We apply AI research to critical domains, ensuring practical impact and responsible deployment. Our focus includes:
- AI for Finance: Improving risk assessment, fraud detection, and decision-making processes.
- AI for Healthcare: Enhancing diagnostics, patient care, and medical research through AI-driven insights.
- AI in Education: Integrating AI in educational settings and learning analytics.
- AI for Ethics: Refining LLMs to align with ethical guidelines, societal values, and user expectations.
News
- 🚀 04/2025: Martina Zannotti from the University of Camerino has started her 6 month visiting period at RDS. She is working on Spatio-Temporal Counterfactual Explainability. Welcome Martina!
- 🥳 03/2025: Chechen Yuan won the TUM EdTech Scholarship 2025. Congratulations!
- 🥳 03/2025: Tobias Leemann graduated with magna cum laude on March 27th, 2025. Congratulations, Dr. Leemann!
- 🏦 03/2025: Bardh Prenkaj won the Friedrich Schiedel Fellowship for Technology in Society. He plans to work on human-readable counterfactual explanations. Congrats!
- 🤝 02/2025: Together with Dino Pedreschi (University of Pisa) and Symeon Papadopoulos (CERTH-ITI), Gjergji Kasneci served on the examination board of Italy’s first national AI for Society doctorates. Big🙏 to Salvatore Ruggieri and many other colleagues for the fantastic organization.
- 🎤 02/2025: At the Munich Young Forum of the Munich Security Conference, Gjergji Kasneci discussed with EU MPs Eva Maydell and Damian von Boeselager, as well as TV journalist Claus Kleber, emerging AI developments and the associated risks in social networks.
- 📣 01/2025: TUM-internal collaboration led by Gjergji Kasneci proposes a blueprint for EU's tech leadership, building on the momentum of the EU AI Action Summit.
- 📄 01/2025: Our paper Attention Mechanisms Don’t Learn Additive Models: Rethinking Feature Importance for Transformers by Tobias Leemann, Alina Fastowski, Felix Pfeiffer, and Gjergji Kasneci was accepted at the Transactions of Machine Learning Research (TMLR). It is available here.
- 📄 11/2024: Our paper “RAZOR: Sharpening Knowledge by Cutting Bias with Unsupervised Text Rewriting” by Shuo Yang, Bardh Prenkaj, and Gjergji Kasneci has been accepted to AAAI 2025. A preprint is available here.
- 🚀 11/2024: Marco Piangerelli and his PhD student, Martina Zannotti, visited us to give talks on their most recent projects: “Unsupervised Explainable Condition Monitoring” and “Exploring Explainability in Spatio-Temporal Graph Neural Networks for Time Series”. We enjoyed it a lot, thanks for stopping by!
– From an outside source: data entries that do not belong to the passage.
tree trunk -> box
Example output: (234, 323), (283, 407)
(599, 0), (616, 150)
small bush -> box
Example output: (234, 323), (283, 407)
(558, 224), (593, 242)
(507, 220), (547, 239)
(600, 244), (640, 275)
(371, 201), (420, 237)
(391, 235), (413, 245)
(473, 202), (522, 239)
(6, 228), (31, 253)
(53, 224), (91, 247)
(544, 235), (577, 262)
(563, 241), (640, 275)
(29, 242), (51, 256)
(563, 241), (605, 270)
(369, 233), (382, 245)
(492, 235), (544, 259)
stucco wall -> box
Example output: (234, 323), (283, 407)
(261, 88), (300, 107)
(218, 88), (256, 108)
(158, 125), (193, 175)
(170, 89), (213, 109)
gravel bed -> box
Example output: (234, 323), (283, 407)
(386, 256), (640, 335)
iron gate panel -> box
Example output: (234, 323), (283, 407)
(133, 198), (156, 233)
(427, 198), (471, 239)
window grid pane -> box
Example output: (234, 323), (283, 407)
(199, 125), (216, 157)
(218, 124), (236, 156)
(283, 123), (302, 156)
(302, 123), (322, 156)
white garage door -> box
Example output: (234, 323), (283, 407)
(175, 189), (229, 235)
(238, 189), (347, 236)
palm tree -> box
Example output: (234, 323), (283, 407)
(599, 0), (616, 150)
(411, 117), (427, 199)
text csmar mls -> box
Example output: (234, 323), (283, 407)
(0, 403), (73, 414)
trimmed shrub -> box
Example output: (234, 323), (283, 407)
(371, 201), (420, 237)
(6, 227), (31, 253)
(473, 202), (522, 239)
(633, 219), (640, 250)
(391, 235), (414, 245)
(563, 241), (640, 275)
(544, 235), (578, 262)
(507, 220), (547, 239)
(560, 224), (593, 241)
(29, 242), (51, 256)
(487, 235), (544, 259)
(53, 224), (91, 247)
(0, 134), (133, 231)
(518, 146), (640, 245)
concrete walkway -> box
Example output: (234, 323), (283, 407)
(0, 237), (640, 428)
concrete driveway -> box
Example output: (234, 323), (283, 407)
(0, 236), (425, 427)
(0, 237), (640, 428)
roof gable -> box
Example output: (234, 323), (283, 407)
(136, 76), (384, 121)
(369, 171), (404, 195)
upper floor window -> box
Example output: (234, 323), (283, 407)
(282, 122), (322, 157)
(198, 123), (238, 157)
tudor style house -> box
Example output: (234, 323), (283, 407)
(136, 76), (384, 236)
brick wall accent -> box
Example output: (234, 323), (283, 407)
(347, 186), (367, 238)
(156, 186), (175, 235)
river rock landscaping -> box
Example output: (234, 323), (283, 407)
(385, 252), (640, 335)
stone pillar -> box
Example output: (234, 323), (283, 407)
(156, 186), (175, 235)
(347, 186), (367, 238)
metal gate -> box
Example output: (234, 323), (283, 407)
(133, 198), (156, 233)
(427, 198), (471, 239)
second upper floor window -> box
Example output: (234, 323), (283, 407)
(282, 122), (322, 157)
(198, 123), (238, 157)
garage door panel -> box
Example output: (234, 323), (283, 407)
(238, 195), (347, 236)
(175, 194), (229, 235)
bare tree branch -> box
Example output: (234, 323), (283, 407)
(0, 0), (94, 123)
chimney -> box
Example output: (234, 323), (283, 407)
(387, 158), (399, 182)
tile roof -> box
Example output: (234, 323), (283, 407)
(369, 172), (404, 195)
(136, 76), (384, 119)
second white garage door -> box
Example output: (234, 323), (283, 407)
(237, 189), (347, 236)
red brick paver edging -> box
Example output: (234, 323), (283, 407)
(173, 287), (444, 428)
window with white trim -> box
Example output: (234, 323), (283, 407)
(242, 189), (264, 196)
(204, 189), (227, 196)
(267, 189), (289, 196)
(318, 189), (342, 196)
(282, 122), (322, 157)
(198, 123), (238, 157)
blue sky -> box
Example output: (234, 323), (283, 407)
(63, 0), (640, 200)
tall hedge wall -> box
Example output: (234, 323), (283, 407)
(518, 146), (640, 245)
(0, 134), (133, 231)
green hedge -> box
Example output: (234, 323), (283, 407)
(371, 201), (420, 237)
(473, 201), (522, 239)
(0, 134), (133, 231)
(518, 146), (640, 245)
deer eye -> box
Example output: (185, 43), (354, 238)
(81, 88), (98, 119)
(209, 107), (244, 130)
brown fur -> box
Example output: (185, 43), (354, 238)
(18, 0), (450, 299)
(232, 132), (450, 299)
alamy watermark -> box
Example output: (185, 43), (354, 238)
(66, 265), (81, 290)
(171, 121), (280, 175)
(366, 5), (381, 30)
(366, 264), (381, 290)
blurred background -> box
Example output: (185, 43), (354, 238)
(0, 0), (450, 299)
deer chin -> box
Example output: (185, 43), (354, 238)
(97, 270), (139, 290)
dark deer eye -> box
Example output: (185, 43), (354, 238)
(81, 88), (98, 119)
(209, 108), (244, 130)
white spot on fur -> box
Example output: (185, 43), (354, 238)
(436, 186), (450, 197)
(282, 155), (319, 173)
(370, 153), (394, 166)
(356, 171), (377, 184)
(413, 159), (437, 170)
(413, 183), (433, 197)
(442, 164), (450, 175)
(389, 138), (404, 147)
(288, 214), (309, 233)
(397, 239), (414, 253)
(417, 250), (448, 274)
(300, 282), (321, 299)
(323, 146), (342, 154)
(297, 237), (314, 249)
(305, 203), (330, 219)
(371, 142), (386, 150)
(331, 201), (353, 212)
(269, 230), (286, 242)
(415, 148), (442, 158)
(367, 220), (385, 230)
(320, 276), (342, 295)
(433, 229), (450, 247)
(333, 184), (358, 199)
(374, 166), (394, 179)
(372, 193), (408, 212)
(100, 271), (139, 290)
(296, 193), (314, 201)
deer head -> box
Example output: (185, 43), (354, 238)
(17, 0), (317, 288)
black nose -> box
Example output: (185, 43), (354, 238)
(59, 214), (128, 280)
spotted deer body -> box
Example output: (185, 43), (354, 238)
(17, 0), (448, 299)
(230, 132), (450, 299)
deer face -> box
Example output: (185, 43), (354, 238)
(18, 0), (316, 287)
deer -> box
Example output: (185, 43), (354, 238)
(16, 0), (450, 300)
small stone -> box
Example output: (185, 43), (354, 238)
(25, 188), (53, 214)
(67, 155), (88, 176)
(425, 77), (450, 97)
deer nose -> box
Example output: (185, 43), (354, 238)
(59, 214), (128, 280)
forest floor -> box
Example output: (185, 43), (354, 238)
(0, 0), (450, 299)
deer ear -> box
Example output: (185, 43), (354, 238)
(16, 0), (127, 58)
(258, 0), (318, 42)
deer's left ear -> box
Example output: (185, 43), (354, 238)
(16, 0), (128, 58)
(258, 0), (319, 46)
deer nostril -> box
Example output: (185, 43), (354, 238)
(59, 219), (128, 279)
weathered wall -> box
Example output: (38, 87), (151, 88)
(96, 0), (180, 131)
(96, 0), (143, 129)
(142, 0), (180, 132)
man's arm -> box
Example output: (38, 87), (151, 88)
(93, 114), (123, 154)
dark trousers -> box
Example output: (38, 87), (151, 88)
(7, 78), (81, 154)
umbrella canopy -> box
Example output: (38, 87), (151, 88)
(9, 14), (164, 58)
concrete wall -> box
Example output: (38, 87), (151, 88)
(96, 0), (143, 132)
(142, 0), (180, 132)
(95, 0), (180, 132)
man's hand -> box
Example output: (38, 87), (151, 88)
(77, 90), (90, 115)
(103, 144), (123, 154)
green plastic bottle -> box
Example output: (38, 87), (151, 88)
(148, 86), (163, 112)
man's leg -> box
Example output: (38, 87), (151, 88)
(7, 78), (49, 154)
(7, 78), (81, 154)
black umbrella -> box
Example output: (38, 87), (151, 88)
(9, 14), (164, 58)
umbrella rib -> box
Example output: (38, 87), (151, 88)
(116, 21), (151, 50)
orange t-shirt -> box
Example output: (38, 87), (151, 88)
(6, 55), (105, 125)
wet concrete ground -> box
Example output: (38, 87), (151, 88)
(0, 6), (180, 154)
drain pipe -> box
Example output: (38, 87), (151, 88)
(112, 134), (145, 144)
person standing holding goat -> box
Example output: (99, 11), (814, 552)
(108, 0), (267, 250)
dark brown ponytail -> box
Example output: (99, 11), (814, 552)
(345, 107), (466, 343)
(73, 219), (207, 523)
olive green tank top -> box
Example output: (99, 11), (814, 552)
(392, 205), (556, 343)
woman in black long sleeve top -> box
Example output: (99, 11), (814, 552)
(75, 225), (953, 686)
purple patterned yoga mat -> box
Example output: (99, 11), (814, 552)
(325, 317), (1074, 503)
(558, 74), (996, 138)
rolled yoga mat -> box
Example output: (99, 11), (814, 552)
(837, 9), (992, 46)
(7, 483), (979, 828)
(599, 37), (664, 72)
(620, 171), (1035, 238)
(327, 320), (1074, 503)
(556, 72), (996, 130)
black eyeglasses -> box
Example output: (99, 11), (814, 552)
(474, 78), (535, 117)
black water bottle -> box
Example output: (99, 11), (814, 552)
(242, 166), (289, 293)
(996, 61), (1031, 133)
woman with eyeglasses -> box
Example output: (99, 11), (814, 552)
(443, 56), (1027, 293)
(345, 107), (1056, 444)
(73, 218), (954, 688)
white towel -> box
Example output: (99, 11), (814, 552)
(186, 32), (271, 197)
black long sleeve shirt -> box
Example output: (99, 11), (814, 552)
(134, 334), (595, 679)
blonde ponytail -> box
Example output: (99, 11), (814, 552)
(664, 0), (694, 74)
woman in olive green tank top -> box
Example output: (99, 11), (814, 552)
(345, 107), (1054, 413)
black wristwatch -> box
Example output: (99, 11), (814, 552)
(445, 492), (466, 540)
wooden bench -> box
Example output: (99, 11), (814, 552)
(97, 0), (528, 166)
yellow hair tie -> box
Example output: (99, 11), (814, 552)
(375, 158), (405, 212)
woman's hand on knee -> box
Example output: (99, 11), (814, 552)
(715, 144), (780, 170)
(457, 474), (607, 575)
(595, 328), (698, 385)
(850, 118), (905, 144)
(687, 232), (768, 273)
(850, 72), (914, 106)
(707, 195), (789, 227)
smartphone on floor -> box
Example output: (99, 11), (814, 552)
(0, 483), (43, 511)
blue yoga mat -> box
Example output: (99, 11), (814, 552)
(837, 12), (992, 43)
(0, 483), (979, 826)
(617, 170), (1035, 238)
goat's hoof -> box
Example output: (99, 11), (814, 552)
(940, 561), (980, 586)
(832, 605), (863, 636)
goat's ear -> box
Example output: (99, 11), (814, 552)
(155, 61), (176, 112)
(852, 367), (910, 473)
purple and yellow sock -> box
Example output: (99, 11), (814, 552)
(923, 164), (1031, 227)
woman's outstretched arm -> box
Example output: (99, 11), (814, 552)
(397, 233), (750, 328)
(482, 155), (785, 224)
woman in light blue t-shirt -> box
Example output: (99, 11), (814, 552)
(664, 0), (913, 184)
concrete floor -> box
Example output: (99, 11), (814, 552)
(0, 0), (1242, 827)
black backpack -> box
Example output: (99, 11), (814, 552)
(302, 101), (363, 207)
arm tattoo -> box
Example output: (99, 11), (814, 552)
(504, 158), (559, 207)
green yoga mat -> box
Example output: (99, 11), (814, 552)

- 📣 07/2024: We are happy to announce that our paper "Unifying Evolution, Explanation, and Discernment: A Generative Approach for Dynamic Graph Counterfactuals" by Bardh Prenkaj, Mario Villaizán-Vallelado, Tobias Leemann and Gjergji Kasneci has been accepted as an Oral Presentation at KDD 2024. A preprint is available here.
- 📄 07/2024: Our paper "Understanding Knowledge Drift in LLMs through Misinformation" by Alina Fastowski and Gjergji Kasneci has been accepted at the DELTA workshop at KDD 2024. A preprint is available on arXiv.
- 🚀 07/2024: We had the pleasure to host Giovanni Stilo and Andrea D'Angelo at RDS to present their recent research: “Bias, Fairness, and Explainability: Building Trust in AI Systems” and “Machine Unlearning: Safeguarding Privacy and Security in AI Models”.
- ⚙️ 06/2024: The workshop “DELTA: Discovering Drift Phenomena in Evolving Landscape” proposed by Bardh Prenkaj has been accepted to KDD 2024.
- 🚀 06/2024: Tobias Leemann started a 14-week internship at AWS in New York🗽
- 📄 02/2024: Our paper "Crowdsourcing is breaking my bank! A self-supervised Method for Fine-tuning Pre-trained Language models using Proximal Policy Optimization" by Shuo Yang and Gjergji Kasneci has been accepted at LREC-COLING 2024. A preprint is available on arXiv.
- 📣 01/2024: Our work "I Prefer Not to Say: Protecting User Consent in Models with Optional Personal Data" by Tobias Leemann, Martin Pawelczyk, Christian Thomas Eberle, and Gjergji Kasneci was accepted as an Oral Presentation at AAAI 2024. A preprint is available on arXiv.
- 📄 09/2023: We are happy to announce that our paper "Gaussian Membership Inference Privacy" by Tobias Leemann, Martin Pawelczyk, and Gjergji Kasneci has been accepted for publication at NeurIPS 2023. A preprint is available on arXiv.